Utica Observer-Dispatch:
Jennifer Brown is scared, and with good reason.
When Remington Arms laid off 105 people Aug. 22, they were chosen strictly based on seniority. Now, 26-year-old Jennifer, who was hired in January 2013, is No. 9 on the list.
“I have my family to support,” the mother of two said. “A house, a car payment.”
“The morale in (the Ilion factory) is really low and people are waiting for more,” said her father, Frank “Rusty” Brown, chairman of the UMWA Local 717 Compac Committee.
For a family such as the Browns, more layoffs could be detrimental.
Rusty’s mother, Barbara, 71, joined Remington in the 1970s on the bottom floor, slowly working her way upward in the million-square-foot facility before retiring in 2005. Her husband, Steve, worked there, too.
Rusty and his wife, Lisha, followed in their footsteps in the mid-1990s — Rusty a furnace technician and Lisha working in inventory control.
Now, Jennifer and her sister Jessica have carried on the tradition.
Jessica, 27, was hired in 2009 when Remington Arms was bringing in new product lines, such as Marlin brand firearms.
“I was working at Kmart before there,” she said. “Trying to support a kid off minimum wage is not easy.”
The Brown family epitomizes the Ilion-Remington Arms relationship.
“You’re looking at three generations of people who have the experience, who’ve gone into that factory and have learned from Day One and have advanced through the machinery changes,” Rusty said.
“(Remington Arms is) going to find a big difference in employees when they go to Alabama,” Barbara added.
Rusty doesn’t think the move has anything to do with politics, though.
“I’m tired of hearing everybody say, ‘It’s the SAFE Act and it’s Gov. Cuomo,’” Rusty said. “The company’s not telling anyone that.”
Instead, he said, it’s because business has slowed down.
“The biggest thing with the upsurge that we had in hiring was that we were supposed to be the facility of choice,” Lisha said. “They brought everything to us.”
At its height, Rusty said, the Ilion facility was producing almost 2,000 Bushmasters a day — and that’s just one Remington Arms product.
“We overproduced,” he said. “We did what was demanded, or asked, of us. We met every challenge we had. Now, we see product lines going away.”
And with those lines went the jobs.
So exactly what difference will Remington find in employees when they move to Alabama, except for non-union wages and the corollary company loyalty? Is he suggesting that the “hicks” in Alabama can’t do what he can do? There are good mechanics in Alabama too, sir.
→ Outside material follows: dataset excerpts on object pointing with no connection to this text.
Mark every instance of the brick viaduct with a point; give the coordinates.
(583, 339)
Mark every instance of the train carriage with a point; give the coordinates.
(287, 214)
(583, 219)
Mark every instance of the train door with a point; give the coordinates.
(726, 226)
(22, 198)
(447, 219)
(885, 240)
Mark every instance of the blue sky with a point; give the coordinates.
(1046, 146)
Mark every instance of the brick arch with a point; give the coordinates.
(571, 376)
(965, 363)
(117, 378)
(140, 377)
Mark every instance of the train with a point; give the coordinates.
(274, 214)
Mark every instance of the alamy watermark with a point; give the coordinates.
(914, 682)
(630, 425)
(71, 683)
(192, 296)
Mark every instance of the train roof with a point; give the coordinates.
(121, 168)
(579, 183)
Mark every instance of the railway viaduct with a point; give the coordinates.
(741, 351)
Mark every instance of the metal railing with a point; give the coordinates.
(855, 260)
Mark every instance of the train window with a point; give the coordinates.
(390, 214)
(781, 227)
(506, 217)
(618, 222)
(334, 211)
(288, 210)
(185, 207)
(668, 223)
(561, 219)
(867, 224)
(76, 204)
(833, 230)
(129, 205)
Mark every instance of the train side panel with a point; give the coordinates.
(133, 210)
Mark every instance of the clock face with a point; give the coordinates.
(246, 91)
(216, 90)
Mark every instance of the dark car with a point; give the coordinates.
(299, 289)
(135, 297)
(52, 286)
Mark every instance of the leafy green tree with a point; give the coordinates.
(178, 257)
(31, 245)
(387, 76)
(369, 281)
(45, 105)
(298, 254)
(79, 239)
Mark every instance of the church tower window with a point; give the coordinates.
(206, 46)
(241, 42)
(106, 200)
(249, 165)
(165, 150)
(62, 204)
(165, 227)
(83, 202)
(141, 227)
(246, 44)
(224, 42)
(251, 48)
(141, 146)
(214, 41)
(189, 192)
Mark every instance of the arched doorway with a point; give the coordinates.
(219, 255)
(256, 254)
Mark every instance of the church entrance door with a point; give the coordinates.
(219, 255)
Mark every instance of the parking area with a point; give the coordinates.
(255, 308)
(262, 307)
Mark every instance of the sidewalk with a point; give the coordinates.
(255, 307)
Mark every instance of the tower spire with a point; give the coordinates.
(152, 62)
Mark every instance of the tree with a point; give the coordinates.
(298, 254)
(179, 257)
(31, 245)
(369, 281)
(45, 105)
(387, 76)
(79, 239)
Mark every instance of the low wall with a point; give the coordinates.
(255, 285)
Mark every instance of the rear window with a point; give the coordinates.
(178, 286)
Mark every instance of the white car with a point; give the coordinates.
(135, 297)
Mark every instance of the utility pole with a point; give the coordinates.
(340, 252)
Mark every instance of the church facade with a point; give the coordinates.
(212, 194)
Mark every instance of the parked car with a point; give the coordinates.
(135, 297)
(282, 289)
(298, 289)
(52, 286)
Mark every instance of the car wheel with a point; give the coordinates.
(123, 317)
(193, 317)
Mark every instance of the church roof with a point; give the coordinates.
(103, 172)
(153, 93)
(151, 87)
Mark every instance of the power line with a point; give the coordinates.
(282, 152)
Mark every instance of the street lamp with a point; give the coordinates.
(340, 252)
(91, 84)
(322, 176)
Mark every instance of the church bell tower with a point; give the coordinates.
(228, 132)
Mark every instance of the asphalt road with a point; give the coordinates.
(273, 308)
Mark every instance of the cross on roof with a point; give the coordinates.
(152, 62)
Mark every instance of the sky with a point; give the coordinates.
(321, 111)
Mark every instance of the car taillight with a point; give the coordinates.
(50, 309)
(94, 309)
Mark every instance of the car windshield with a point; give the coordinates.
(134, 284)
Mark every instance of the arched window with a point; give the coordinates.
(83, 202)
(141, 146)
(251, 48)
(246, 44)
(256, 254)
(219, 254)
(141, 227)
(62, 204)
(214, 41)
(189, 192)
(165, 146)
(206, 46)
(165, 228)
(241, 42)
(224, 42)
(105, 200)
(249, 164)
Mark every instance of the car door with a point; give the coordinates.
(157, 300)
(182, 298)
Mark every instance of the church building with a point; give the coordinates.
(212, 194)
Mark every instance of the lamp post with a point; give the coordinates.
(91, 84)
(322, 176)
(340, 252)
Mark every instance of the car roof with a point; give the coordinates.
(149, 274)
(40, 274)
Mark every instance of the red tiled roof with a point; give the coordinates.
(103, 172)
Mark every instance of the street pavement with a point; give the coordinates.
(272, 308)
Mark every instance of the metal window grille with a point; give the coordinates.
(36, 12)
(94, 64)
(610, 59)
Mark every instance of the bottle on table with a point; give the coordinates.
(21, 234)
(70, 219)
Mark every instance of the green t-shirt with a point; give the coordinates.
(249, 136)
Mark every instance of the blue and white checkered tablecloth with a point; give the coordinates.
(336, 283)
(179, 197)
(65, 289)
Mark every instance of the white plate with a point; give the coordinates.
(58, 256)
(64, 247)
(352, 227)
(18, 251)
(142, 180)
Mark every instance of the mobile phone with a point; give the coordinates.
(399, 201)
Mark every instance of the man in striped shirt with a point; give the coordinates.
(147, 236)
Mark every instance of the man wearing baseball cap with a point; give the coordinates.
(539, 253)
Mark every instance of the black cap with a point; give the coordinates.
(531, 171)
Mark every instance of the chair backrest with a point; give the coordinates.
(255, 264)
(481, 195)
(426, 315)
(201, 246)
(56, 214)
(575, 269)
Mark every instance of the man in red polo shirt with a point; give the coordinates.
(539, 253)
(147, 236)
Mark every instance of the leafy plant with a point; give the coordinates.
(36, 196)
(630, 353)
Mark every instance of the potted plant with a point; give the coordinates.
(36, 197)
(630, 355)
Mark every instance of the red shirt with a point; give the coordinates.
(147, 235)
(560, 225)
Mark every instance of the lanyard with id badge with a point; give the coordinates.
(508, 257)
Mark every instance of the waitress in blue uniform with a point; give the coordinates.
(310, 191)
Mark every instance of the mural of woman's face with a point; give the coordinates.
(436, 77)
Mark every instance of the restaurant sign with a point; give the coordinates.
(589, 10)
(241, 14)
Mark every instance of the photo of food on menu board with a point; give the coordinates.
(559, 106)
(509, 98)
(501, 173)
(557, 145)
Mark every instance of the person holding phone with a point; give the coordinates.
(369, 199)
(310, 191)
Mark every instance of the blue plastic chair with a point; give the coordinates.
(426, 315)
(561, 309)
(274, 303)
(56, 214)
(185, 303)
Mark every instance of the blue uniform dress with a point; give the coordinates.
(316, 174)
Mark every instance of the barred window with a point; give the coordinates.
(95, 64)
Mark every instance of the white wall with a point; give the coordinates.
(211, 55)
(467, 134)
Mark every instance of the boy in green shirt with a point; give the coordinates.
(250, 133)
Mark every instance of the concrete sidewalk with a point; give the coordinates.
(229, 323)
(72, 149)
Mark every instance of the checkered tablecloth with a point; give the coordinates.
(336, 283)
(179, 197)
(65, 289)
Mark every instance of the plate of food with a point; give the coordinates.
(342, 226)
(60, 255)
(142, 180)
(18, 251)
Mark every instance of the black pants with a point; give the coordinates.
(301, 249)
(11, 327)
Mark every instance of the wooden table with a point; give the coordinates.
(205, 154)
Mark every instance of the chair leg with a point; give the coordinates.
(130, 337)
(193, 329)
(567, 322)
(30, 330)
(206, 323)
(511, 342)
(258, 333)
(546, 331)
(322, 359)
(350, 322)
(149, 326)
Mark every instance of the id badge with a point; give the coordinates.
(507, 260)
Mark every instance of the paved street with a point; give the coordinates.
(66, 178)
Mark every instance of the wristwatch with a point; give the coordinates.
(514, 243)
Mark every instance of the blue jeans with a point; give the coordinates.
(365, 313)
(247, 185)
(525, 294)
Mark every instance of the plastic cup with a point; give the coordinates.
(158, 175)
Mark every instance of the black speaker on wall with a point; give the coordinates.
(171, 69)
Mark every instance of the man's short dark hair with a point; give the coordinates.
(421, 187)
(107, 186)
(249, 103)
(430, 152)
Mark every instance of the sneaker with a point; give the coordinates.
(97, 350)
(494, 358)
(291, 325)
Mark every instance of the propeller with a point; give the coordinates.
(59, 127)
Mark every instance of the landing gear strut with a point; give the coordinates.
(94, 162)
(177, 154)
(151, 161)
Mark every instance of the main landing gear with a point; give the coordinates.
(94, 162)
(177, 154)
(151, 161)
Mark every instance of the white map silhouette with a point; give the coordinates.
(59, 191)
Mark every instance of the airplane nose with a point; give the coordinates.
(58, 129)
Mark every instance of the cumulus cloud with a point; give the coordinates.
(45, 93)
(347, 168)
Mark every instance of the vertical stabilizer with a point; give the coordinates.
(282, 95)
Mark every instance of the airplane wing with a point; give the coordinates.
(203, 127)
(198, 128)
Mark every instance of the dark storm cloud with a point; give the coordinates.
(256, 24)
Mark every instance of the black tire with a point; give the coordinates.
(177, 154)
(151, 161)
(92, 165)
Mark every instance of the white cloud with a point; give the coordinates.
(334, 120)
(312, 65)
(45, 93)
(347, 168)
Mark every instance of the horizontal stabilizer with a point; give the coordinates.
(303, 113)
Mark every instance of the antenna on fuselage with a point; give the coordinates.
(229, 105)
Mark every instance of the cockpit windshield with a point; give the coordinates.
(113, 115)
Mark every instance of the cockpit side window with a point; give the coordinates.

To him, it has nothing to do with politics. It has everything to do with the fact that they did everything demanded of them, they met all obligations and expectations, and so they overproduced and are now in a pickle.
Sour grapes much? Does he think the union should have held back some on the production line? Perhaps they would still have a job if the union had just done their job.
And there you have it, folks. Unions. Nothing more needs to be said. Just watching and listening explains everything.